Hi everyone, I am working on order data. In my data as below, each row represents a package for an order, and each order has at least one package. When shipped=1, it means that the package was shipped. paid=1 means that the package was paid.
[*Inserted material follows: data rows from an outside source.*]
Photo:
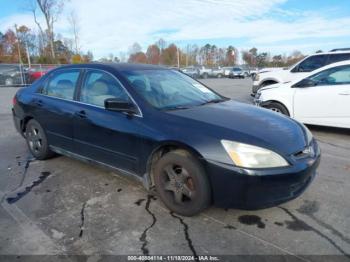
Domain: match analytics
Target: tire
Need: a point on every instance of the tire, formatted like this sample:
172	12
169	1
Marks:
181	183
278	108
37	141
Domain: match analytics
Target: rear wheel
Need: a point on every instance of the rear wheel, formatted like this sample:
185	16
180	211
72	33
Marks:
37	141
181	183
278	108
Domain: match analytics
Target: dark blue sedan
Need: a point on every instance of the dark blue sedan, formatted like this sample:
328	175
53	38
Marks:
169	131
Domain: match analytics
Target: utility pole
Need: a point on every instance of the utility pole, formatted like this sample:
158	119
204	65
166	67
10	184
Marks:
178	57
28	55
18	46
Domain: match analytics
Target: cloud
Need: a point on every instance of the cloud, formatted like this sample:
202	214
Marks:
110	26
19	19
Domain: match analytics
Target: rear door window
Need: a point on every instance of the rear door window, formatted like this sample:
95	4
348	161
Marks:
99	86
338	57
62	84
334	76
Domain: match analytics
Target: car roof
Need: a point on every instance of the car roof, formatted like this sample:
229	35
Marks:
342	63
116	66
331	53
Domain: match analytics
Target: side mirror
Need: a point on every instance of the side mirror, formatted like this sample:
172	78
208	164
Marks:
305	83
115	104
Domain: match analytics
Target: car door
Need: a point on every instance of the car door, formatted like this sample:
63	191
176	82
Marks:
54	106
106	136
328	102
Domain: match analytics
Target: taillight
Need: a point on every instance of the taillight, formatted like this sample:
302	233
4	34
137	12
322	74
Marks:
14	101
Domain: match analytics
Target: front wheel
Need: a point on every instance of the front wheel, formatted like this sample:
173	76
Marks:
37	141
181	183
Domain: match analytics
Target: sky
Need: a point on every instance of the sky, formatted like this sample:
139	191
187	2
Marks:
275	26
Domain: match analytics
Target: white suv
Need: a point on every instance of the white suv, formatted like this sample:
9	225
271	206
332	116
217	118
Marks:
320	98
299	70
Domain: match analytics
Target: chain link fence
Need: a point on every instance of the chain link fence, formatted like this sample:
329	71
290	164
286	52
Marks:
22	74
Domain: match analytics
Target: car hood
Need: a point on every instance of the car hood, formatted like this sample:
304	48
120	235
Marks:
248	124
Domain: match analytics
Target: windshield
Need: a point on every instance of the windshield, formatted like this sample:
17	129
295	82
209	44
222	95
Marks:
168	89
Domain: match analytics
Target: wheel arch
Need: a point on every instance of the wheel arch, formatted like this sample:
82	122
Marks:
163	148
268	102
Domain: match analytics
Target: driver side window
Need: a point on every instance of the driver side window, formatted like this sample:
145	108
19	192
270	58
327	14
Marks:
334	76
99	86
310	64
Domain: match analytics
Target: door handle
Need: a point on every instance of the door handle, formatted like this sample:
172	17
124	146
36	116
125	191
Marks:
38	102
81	114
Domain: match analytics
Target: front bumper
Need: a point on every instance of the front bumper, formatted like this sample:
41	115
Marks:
255	189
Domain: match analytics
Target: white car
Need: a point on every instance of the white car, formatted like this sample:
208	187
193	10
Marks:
312	62
320	98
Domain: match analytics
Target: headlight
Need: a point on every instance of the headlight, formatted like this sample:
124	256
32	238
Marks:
308	135
249	156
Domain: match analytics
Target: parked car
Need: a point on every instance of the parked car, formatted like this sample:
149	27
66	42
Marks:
191	71
170	132
236	72
217	72
13	75
227	70
321	98
204	72
253	72
301	69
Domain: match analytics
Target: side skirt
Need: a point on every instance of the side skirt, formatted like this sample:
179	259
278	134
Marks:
143	179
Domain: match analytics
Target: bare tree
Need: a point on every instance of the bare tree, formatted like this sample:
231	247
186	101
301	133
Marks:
74	23
50	9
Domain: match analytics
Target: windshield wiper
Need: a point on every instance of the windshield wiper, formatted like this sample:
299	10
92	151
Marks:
213	101
169	108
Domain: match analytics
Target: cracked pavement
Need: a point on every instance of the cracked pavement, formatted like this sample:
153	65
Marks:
64	206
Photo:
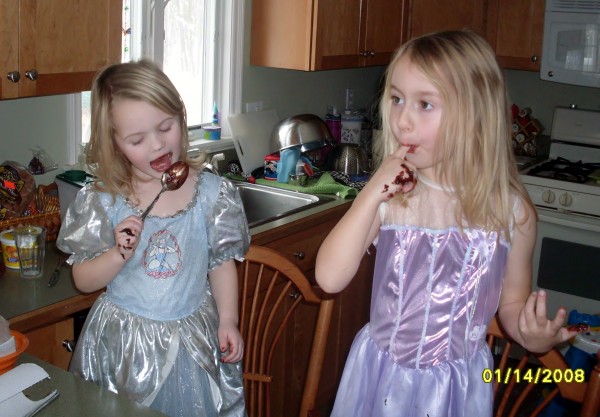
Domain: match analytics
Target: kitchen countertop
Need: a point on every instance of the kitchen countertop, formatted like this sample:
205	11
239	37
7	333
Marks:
81	398
19	295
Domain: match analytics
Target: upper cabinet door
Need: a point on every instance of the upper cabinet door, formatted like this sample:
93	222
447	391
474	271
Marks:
434	15
61	44
337	36
385	29
325	34
515	31
9	49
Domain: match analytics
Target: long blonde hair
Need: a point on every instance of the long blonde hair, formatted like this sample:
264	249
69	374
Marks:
474	144
143	81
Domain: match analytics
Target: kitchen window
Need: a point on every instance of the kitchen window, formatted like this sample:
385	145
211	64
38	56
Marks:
199	46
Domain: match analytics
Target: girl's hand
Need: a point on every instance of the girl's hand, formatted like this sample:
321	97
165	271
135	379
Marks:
127	236
231	343
395	175
538	332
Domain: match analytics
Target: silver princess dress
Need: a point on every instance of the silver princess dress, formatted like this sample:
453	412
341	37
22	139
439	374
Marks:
436	288
152	336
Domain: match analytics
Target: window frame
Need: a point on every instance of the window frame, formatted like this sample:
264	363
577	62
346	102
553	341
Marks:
228	55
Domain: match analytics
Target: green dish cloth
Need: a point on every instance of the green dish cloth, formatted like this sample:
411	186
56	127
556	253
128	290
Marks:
326	184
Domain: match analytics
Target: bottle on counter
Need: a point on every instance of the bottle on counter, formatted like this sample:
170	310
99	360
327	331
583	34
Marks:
334	122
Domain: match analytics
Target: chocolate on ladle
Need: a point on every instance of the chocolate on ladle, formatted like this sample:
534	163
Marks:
172	179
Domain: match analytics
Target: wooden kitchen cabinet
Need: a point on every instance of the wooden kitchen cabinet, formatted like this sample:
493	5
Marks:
326	34
56	46
300	242
514	28
46	343
427	16
515	31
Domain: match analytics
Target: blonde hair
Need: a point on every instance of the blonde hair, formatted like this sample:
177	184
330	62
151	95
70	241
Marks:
474	143
143	81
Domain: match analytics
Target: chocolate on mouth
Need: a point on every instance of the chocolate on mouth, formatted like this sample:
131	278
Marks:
162	163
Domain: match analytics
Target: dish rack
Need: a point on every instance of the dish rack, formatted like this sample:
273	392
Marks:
48	216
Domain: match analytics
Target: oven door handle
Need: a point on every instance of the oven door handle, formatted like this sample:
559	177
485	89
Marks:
569	220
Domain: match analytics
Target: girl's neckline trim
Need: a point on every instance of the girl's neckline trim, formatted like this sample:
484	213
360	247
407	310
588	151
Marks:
190	205
432	184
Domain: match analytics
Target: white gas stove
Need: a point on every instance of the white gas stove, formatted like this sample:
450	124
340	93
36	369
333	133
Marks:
565	191
565	181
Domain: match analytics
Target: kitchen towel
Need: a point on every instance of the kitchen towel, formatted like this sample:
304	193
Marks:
326	184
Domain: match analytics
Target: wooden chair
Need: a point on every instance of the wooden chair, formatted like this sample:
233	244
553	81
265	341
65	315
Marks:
272	289
512	396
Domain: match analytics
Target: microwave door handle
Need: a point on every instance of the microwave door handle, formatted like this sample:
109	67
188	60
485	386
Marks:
563	220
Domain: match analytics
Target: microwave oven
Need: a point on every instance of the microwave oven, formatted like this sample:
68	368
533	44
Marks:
571	45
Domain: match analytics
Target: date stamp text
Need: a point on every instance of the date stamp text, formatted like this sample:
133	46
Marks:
535	376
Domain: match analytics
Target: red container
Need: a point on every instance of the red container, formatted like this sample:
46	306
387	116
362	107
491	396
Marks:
271	162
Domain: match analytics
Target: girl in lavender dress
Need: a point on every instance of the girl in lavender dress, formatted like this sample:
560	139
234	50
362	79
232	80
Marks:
165	332
454	230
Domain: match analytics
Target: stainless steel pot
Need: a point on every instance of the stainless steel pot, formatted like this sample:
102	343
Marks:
305	130
350	159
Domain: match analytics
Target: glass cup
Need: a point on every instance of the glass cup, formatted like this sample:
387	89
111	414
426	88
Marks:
31	247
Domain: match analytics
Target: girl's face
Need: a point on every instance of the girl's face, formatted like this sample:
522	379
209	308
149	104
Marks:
148	137
415	114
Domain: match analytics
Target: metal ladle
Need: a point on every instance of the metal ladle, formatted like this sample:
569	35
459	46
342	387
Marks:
172	179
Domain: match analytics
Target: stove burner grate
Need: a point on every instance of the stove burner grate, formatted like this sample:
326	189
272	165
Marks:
564	170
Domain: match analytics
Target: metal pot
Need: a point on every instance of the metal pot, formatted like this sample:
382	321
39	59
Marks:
350	159
305	130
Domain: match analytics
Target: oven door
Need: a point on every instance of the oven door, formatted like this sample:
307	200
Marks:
566	261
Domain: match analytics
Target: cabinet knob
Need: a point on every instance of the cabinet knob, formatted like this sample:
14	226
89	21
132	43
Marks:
31	74
14	76
69	345
565	200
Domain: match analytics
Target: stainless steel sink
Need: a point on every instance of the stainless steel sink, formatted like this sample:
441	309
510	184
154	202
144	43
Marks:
263	204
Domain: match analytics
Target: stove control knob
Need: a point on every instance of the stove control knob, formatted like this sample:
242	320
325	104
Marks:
548	196
565	200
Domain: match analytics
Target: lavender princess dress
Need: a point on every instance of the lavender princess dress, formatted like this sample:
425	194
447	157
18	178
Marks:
435	290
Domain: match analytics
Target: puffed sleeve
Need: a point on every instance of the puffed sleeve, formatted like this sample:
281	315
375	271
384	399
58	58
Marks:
86	230
228	233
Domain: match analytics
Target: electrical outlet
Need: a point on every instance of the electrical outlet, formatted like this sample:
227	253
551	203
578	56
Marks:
349	98
254	106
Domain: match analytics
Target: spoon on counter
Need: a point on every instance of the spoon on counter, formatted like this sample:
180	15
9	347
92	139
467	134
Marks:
56	274
172	179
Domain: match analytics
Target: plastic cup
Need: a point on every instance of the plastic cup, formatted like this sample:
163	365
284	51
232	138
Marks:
31	246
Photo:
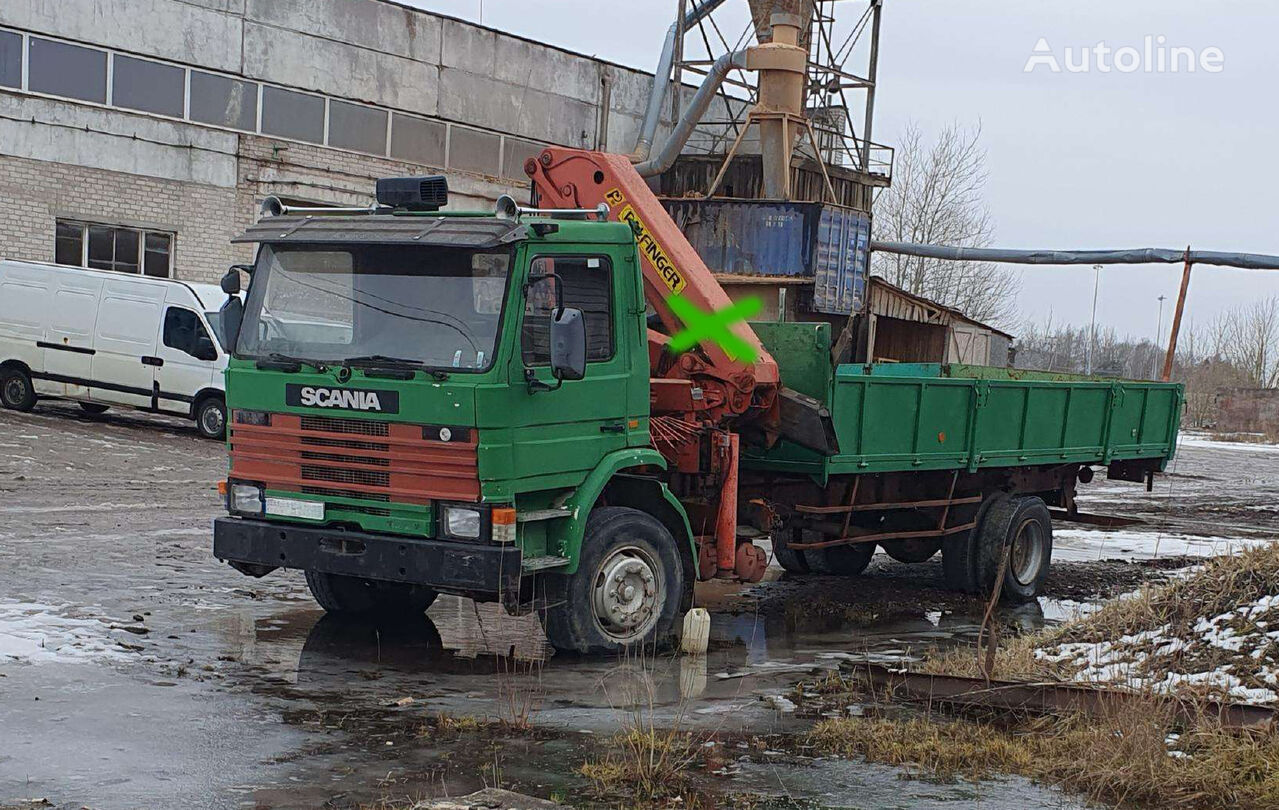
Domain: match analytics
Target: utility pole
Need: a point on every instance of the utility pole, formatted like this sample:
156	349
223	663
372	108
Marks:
1159	337
1092	329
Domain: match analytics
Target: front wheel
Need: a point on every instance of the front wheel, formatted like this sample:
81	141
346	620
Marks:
627	587
211	417
17	393
368	598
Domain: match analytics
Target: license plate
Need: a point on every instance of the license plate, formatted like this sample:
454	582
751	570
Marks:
292	507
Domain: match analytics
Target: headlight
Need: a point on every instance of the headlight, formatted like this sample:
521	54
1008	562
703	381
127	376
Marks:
459	522
244	499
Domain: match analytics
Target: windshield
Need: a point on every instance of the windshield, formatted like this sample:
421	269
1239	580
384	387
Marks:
434	306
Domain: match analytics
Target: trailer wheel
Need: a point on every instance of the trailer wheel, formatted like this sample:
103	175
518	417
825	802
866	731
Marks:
357	596
627	587
17	393
911	550
1022	525
844	561
791	559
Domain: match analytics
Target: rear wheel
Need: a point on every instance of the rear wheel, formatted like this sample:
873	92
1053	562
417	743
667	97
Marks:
1020	524
368	598
17	393
211	417
627	589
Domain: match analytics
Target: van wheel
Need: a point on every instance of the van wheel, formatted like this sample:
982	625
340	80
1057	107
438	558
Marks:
17	393
357	596
627	587
211	417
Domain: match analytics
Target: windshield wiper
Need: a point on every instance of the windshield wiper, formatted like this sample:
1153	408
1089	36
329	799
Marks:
275	361
371	362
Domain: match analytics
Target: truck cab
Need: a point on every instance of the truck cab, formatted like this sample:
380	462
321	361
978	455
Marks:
423	402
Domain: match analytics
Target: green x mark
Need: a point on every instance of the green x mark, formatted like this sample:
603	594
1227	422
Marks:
714	326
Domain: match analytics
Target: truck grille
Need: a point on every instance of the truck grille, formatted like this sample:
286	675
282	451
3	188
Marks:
368	460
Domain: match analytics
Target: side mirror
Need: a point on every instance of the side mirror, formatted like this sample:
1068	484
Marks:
568	344
230	282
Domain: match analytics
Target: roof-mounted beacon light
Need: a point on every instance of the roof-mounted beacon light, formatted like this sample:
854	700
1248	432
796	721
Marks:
413	193
507	207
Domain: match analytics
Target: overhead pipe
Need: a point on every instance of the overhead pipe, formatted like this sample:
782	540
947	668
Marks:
692	114
661	77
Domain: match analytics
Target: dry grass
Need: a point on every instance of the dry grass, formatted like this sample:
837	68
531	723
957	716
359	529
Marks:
1122	759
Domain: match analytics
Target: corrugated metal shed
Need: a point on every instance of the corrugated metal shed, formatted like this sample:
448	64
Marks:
907	328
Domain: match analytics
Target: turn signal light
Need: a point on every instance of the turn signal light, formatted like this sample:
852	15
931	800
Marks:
504	525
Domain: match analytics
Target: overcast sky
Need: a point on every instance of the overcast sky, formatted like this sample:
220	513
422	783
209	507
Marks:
1077	160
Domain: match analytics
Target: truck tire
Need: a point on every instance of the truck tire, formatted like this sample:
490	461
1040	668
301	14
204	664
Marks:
17	393
1025	526
911	550
368	598
844	561
211	417
791	559
627	587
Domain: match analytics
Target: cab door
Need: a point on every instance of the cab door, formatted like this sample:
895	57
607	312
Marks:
569	428
187	357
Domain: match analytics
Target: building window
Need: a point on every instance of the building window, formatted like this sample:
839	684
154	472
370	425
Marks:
292	115
70	71
147	86
356	127
221	101
587	287
10	59
106	247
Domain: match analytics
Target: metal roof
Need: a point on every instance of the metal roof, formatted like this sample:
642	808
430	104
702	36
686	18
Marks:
467	232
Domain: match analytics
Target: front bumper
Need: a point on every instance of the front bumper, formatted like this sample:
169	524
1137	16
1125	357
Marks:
482	571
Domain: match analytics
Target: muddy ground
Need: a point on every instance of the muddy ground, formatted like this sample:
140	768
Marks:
138	672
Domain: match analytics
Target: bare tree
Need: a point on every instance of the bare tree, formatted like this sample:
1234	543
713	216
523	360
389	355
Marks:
1248	339
938	198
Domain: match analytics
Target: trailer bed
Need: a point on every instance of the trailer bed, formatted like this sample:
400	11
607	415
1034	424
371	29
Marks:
897	417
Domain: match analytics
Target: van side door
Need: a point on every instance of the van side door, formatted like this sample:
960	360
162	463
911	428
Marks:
187	353
68	342
124	358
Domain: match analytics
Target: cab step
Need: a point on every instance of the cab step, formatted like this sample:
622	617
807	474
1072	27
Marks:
541	563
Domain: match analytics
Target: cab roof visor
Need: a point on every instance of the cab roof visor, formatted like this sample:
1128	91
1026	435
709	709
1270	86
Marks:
464	232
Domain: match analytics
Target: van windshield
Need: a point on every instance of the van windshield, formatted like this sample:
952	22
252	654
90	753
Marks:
431	306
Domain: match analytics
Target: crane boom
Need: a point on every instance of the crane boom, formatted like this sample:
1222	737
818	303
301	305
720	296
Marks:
729	388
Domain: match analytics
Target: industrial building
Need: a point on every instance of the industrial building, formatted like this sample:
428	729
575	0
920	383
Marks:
143	140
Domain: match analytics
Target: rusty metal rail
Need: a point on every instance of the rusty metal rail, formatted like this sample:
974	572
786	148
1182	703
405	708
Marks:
1048	698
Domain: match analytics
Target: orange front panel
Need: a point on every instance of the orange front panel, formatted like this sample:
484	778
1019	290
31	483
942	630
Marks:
354	458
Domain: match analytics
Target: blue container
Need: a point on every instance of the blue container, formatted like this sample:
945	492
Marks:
823	242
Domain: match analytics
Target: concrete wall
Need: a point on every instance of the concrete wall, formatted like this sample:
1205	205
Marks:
485	101
1247	410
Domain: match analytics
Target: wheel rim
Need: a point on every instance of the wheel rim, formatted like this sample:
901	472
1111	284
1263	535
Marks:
1027	554
14	389
211	420
626	595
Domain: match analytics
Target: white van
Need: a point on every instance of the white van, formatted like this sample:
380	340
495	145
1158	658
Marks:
106	339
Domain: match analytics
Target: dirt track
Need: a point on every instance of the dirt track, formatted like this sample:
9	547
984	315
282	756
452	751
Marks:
137	671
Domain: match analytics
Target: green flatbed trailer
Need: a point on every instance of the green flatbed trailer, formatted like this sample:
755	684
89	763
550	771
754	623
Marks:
927	454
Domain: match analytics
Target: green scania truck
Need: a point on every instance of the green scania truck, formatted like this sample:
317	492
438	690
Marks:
485	403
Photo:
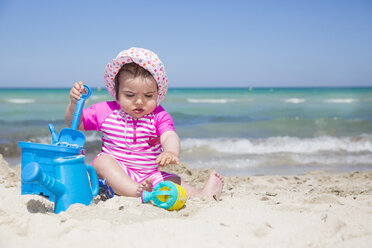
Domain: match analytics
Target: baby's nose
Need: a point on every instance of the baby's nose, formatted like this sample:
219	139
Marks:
139	100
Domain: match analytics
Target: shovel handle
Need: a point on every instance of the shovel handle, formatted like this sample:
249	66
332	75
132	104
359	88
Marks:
79	108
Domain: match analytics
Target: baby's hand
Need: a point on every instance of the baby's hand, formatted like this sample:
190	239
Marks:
75	92
166	158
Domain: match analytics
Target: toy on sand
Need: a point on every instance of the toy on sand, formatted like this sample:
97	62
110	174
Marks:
58	170
167	195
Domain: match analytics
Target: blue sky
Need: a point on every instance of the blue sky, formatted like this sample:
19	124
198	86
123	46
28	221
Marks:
202	43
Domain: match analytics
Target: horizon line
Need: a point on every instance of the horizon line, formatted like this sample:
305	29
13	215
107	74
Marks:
204	87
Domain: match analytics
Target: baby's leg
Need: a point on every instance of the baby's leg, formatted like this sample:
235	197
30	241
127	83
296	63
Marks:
212	187
108	168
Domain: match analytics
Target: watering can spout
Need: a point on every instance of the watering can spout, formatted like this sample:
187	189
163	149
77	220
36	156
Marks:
32	172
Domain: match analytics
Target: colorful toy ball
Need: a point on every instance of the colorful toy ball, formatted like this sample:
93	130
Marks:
167	195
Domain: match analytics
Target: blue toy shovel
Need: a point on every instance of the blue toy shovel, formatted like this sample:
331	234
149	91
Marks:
54	134
71	136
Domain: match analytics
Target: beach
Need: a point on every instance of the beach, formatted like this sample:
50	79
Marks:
316	209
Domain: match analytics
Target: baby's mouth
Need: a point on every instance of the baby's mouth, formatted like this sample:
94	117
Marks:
138	111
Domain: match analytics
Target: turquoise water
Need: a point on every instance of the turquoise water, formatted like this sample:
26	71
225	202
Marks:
237	131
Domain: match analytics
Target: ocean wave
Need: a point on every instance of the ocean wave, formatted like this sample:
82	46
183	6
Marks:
294	100
19	100
193	100
341	100
274	145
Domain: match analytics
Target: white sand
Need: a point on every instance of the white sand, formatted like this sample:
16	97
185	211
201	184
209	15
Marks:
312	210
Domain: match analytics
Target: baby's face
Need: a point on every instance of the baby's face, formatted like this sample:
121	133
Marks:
137	96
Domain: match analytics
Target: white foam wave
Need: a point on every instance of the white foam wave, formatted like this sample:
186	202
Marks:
341	100
19	100
294	100
193	100
281	145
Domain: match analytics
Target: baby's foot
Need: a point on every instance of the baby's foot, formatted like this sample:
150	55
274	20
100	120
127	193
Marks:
213	186
144	185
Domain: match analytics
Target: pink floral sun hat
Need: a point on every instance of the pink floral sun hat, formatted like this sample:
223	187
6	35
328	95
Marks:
144	58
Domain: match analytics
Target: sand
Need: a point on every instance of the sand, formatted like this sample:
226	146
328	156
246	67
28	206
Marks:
312	210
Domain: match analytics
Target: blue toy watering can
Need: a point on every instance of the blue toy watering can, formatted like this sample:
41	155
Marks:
167	195
70	183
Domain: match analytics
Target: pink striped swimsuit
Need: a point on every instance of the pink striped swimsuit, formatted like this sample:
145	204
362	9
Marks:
134	144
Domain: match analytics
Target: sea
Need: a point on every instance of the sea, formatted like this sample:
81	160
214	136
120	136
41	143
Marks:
236	131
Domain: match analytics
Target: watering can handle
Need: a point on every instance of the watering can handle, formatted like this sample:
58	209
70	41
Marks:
79	108
93	180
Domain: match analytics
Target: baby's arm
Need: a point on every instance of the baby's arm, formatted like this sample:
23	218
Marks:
170	143
75	94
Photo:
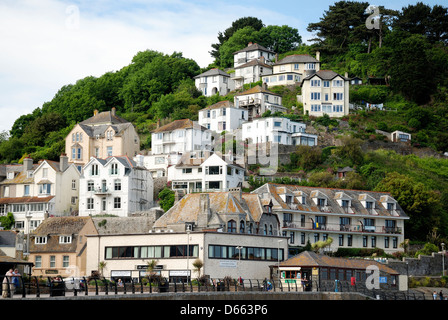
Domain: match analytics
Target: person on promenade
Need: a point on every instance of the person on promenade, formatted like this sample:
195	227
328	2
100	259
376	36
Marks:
7	286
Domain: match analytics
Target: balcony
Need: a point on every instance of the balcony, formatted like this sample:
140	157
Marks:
101	191
336	227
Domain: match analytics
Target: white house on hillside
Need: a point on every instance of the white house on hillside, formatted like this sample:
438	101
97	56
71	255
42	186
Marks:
292	69
251	71
277	130
205	172
214	81
116	186
325	92
37	191
180	136
222	116
251	52
257	101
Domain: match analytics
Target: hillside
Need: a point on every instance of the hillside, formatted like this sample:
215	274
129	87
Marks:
411	61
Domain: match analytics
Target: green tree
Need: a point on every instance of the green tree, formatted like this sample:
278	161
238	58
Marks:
418	202
166	196
240	23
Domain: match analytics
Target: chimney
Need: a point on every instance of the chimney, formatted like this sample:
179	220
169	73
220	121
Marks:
204	210
237	193
63	162
27	164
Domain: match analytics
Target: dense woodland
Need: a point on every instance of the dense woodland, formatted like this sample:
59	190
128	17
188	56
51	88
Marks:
408	52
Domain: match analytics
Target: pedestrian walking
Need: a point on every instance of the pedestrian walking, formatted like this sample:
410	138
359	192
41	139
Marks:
7	284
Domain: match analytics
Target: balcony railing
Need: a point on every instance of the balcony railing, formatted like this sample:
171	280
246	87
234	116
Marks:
341	227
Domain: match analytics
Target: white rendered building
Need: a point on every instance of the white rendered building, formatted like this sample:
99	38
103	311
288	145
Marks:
204	172
257	101
278	130
115	186
325	92
213	81
180	136
222	116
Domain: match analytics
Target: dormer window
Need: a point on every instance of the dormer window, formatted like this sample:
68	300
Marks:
65	239
40	240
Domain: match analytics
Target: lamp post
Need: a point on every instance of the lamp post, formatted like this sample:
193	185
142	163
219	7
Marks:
188	253
239	253
278	258
443	258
I need to identify 1st payment for 1st shipment of an order. Some special examples are highlighted in my data. For example, for order #2, the 5th package (pack_num=5) counts; for #4, the 3rd package (pack_num=3) counts, and for #7, the 2nd visit (pack_num=3) counts, and for 17, the 3rd package counts.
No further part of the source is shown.